In recent years, a number of changes have been made to the sentencing system in the UK to save the court time and cost and to protect witnesses from the stress of needlessly going through a trial. For offenders aged 18 and over, pleading guilty early on in a case can reduce a sentence by as much as one third (maximum). The later the plea is entered, the smaller the % reduction.

  • ‘Early on’ refers to ‘the first stage of the proceedings’ and means anytime up to and including the first hearing at the Magistrates Court or Crown Court for indictable offences.
  • If a plea is entered 14 days after the first hearing, for example, the maximum level of reduction is just 20% or one fifth of the sentence.
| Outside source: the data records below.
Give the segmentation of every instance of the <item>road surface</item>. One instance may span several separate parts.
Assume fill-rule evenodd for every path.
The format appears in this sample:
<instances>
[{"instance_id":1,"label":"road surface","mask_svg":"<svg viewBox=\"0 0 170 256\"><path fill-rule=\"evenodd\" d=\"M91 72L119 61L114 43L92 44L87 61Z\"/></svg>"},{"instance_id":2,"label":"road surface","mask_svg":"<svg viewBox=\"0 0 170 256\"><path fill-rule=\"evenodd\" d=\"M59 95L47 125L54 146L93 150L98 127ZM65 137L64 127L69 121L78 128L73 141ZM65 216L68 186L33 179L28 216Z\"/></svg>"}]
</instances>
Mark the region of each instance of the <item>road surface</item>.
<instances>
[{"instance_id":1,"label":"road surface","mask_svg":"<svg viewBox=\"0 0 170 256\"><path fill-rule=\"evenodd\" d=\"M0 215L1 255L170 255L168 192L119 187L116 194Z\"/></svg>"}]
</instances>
For indictable offences, the limit for a guilty plea to be made is within 28 days after the prosecutor has stated compliance with section 3 of CPIA 1996 and serving disclosure; although the decision is ultimately in the hands of the Judge who has discretion to apply whatever credit is deemed appropriate.
  • After these times there is a sliding scale of credit applied. This goes down to one tenth on the first day of the trial and to zero if entered during the course of the trial. In theory, the ten percent could be given if the plea is issued after the opening speeches on the first day, but prior to any witness evidence being heard.
  • If the accused does not want to plead guilty, then it’s important for the solicitor to regularly inform the court throughout the trial of the reasons why the client’s plea is not guilty.


Ancillary Orders

A court can also make ancillary orders on a defendant if they are found guilty and convicted of an offence. These are extra elements that can be added to a sentence and include additional restrictions or requirements that affect a dependent’s finances, property or activity.

Ancillary orders that are typically added to the penalty for those who are found to be guilty of grievous bodily harm include:

  • Compensation for victim
  • Restraint orders
  • Confiscation orders

As part of your investigation, you may have weapons seized, or your communication devices if they can provide the prosecutors with evidence that they can use against you.